Officials with the U.S. Nuclear Regulatory Commission, whose approval is needed for a license transfer, hosted the public meeting at NRC offices in Rockville, Maryland, and the public was allowed to participate via conference call as well.
PPL Susquehanna plans to merge with Riverstone Holdings LLC to form Talen Energy Corp, which would be the third largest investor-owned independent power producer in the nation.
NRC’s concerns are making that the new company would have the technical expertise to safely operate a nuclear power plant and would have the financial capabilities to safely decommission the plant when the time comes. PPL Susquehanna’s licenses extend into the 2040s.
Jeremy McGuire, vice president of strategic development for PPL Strategic Development LLC, said PPL has been putting “a significant amount of emphasis” on growing its electric utility business in the United States and in the United Kingdom. PPL currently has more than 10 million utility customers in the United Kingdom, Kentucky and Pennsylvania.
PPL Corp. will continue as a rate-regulated utility company, while Talen Energy will be formed by the the merger of PPL Energy Supply and RJD Holdings, which is Riverstone’s power generation portfolio, McGuire said.
PPL shareholders will own 65 percent of Talen and Riverstone shareholders will own 35 percent. PPL Corp. will have no affiliation with Talen. The merger will allow the company to better attract investment and capital, and there be cost reductions in corporate support. It would have Fortune 500 status as of day one, McGuire said.
McGuire said plant safety and performance would be Talen Energy’s chief concerns. “You can’t build value if you’re not running your plants well,” he said.

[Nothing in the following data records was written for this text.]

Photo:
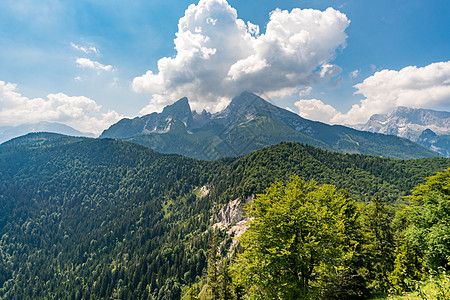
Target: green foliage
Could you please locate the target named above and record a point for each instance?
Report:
(99, 218)
(376, 220)
(430, 220)
(297, 236)
(406, 269)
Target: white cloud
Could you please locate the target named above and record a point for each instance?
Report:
(87, 63)
(80, 112)
(316, 110)
(354, 74)
(425, 87)
(219, 56)
(85, 49)
(305, 92)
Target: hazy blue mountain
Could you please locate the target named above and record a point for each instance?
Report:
(249, 123)
(427, 127)
(438, 143)
(9, 132)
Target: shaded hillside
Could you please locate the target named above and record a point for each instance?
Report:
(96, 218)
(249, 123)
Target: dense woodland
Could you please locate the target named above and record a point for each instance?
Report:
(101, 218)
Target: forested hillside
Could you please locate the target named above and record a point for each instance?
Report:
(99, 218)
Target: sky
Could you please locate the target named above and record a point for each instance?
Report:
(88, 64)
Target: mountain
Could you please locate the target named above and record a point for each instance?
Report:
(85, 218)
(249, 123)
(415, 125)
(9, 132)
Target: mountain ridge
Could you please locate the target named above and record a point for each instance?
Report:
(249, 123)
(414, 124)
(9, 132)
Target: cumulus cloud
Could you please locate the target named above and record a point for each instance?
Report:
(316, 110)
(306, 91)
(354, 74)
(81, 112)
(218, 55)
(94, 65)
(425, 87)
(85, 49)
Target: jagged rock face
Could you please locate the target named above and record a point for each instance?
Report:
(427, 127)
(409, 122)
(247, 124)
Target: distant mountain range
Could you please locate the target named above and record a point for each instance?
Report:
(9, 132)
(427, 127)
(249, 123)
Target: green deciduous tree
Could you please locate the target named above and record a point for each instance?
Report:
(430, 220)
(380, 247)
(301, 240)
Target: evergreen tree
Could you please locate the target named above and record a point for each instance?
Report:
(298, 233)
(380, 243)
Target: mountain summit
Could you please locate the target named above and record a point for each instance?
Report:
(249, 123)
(427, 127)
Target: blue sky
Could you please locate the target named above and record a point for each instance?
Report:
(83, 62)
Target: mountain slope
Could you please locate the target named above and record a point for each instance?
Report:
(9, 132)
(100, 218)
(427, 127)
(246, 124)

He also said the company is being set up to have “the best balance sheet among the independent power producers and … the least amount of debt.”
McGuire said PPL expects to file an application for transfer of the license on July 11. He noted that in addition to NRC approval, the merger/license transfer also would need approval of the Federal Energy Regulatory Commission, the Department of Justice and the Pennsylvania Public Utility Commission.

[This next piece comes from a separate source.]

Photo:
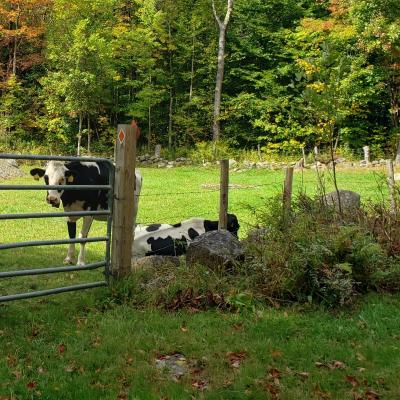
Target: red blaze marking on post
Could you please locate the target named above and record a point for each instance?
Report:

Tim Rausch, vice president and chief nuclear officer at PPL Susquehanna, said the agreement between the companies guarantees no change in operations, management or staff at the power plant.

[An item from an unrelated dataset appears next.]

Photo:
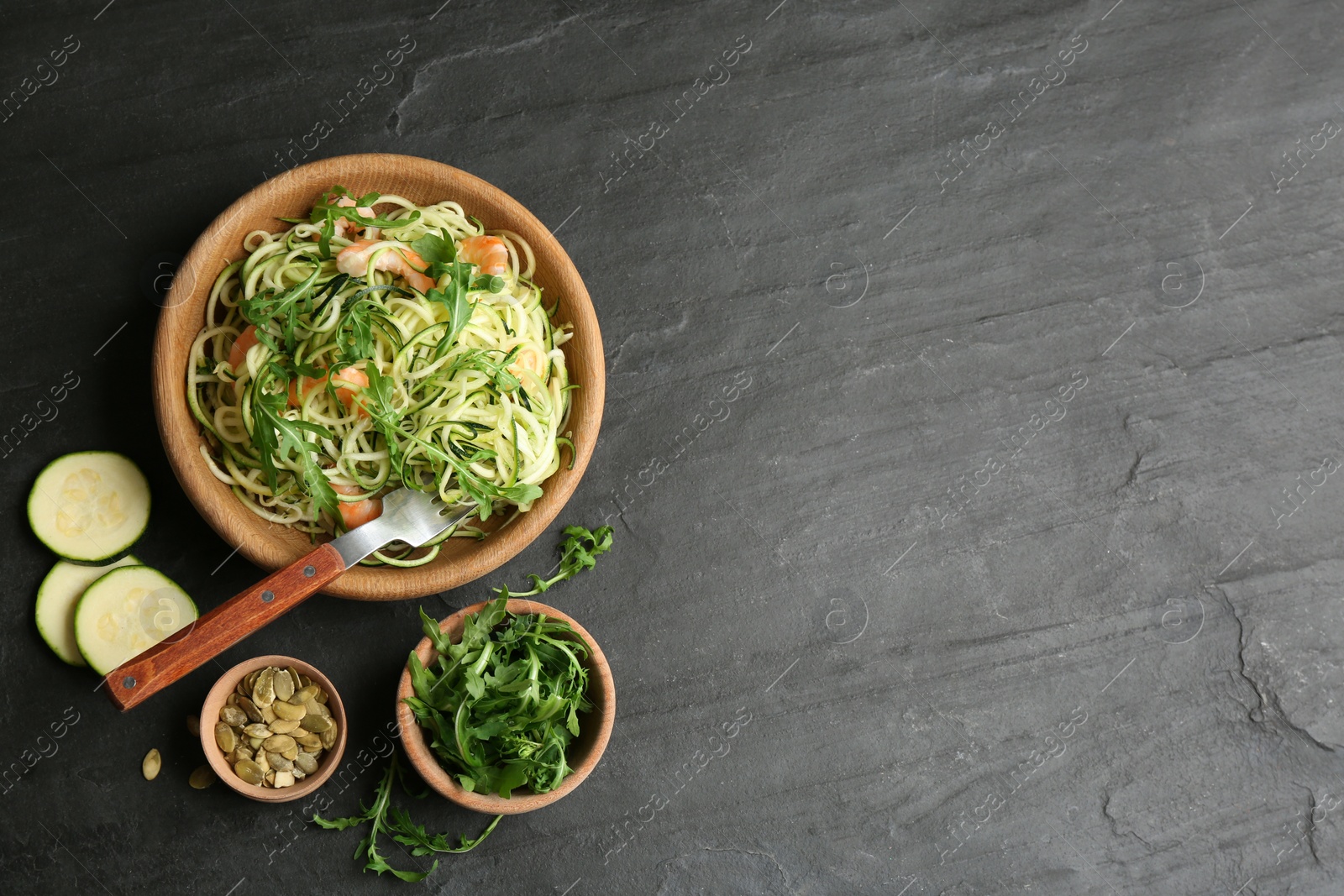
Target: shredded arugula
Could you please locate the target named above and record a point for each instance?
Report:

Scott Strauss, attorney for Allegheny Electric Cooperative Inc., which owns a 10-percent share in the power plant, asked what will change with the plant other than ownership. He was told nothing would change other than ownership.
Strauss noted Allegheny was not advised of or involved in any of the discussions leading up to the agreement between PPL Susquehanna and Riverstone and only became aware of it when it was made public on June 9. Allegheny knows very little about Talen, he said.
Strauss said Allegheny officials have concerns about the management team that will take over Talen and wants to know more about it.
Eric Epstein, chairman of Three Mile Island Alert, a nuclear industry watchdog group, expressed concerns about the license being transferred, given that the NRC has downgraded PPL’s license status because of unexpected shutdowns caused by technical problems and equipment failures at the plant.
After the NRC receives the license transfer application, it will be made available for public review. the NRC has not requirement to approve or reject the application within a certain amount of time, but PPL officials said they are hopeful approval will be granted by Dec. 31.